Re: Test 73 Sig_trap fails on arm64 (was Re: [PATCH] perf test: Test 73 Sig_trap fails on s390)

From: Dmitry Vyukov
Date: Wed Feb 16 2022 - 06:54:33 EST


On Wed, 16 Feb 2022 at 12:47, John Garry <john.garry@xxxxxxxxxx> wrote:
>
> Hi Will,
>
> > Sorry, I haven't had time to look at this (or the thousands of other mails
> > in my inbox) lately.
> >
>
> Thanks
>
> > I don't recall all of the details, but basically hw_breakpoint really
> > doesn't work well on arm/arm64 -- the sticking points are around handling
> > the stepping and whether to step into or over exceptions. Sadly, our ptrace
> > interface (which is what is used by GDB) is built on top of hw_breakpoint,
> > so we can't just rip it out and any significant changes are pretty risky.
> >
> > What I would like to happen is that we rework our debug exception handling
> > as outlined by [1] so that kernel debug is better defined and the ptrace
> > interface can interact directly with the debug architecture instead of being
> > funnelled through hw_breakpoint. Once we have that, I think we could try to
> > improve hw_breakpoint much more comfortably (or at least defeature it
> > considerably without having to worry about breaking GDB). I started this a
> > couple of years ago, but I haven't found time to get back to it for ages.
> >
> > Anyway, to this specific test...
> >
> > When we hit a break/watchpoint the faulting PC points at the instruction
> > which faulted and the exception is reported before the instruction has had
> > any other side-effects (e.g. if a watchpoint triggers on a store, then
> > memory will not have been updated when the watchpoint handler runs), so if
> > we were to return as usual after reporting the exception to perf then we
> > would just hit the same break/watchpoint again and we'd get stuck. GDB
> > handles stepping over the faulting instruction, but for perf (and assumedly
> > these tests), the kernel is expected to handle the step. This handling
> > amounts to disabling the break/watchpoint which we think we hit and then
> > attempting a hardware single-step. During the step we could run into more
> > break/watchpoints on the same instruction, so we'll keep disabling things
> > until we eventually manage to complete the step, which is signalled by a
> > specific type of debug exception.
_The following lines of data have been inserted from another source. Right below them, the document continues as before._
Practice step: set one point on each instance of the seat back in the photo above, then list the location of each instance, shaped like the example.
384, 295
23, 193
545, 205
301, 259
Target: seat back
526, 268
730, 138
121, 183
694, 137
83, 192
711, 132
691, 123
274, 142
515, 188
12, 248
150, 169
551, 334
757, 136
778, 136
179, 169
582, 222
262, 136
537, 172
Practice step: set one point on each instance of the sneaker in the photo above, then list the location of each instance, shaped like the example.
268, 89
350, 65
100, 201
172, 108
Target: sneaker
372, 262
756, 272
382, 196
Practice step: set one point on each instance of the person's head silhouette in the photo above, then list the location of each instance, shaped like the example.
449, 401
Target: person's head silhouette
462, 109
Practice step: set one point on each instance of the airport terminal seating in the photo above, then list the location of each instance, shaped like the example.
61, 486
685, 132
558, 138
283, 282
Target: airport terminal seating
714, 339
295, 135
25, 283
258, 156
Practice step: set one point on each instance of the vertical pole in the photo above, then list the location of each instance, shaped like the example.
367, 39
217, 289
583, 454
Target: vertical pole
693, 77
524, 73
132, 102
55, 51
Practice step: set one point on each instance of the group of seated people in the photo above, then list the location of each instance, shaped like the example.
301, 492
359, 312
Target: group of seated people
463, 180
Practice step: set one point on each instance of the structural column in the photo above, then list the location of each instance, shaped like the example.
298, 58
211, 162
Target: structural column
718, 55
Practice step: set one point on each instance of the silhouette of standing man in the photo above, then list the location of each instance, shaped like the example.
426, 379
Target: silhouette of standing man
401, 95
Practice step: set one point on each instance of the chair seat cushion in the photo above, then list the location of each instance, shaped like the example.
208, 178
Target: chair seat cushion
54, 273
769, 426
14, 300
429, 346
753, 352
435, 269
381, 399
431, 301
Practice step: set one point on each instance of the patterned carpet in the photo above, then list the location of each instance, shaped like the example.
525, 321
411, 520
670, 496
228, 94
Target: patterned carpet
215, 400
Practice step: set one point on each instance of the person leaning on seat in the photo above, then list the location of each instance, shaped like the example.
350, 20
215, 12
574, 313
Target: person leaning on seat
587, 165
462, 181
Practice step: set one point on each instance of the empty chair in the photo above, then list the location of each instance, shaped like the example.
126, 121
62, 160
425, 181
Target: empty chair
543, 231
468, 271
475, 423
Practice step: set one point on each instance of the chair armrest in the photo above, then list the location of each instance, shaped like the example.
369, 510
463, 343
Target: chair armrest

At this point, we re-enable the
> > break/watchpoints and we're good.
> >
> > Signals make this messy, as the step logic will step_into_ the signal
> > handler -- we have to do this, otherwise we would miss break/watchpoints
> > triggered by the signal handler if we had disabled them for the step.
> > However, it means that when we return back from the signal handler we will
> > run back into the break/watchpoint which we initially stepped over. When
> > perf uses SIGTRAP to notify userspace that we hit a break/watchpoint,
> > then we'll get stuck because we'll step into the handler every time.
> >
> > Hopefully that clears things up a bit. Ideally, the kernel wouldn't
> > pretend to handle this stepping at all for arm64 as it adds a bunch of
> > complexity, overhead to our context-switch and I don't think the current
> > behaviour is particularly useful.
> >
>
> Right, so what I am hearing altogether is that for now we should just
> skip this test.
>
> And since the kernel does not seem to advertise this capability we need
> to disable for specific architectures.

It does and fwiw I am just trying to use it. Things work only on x86 so far.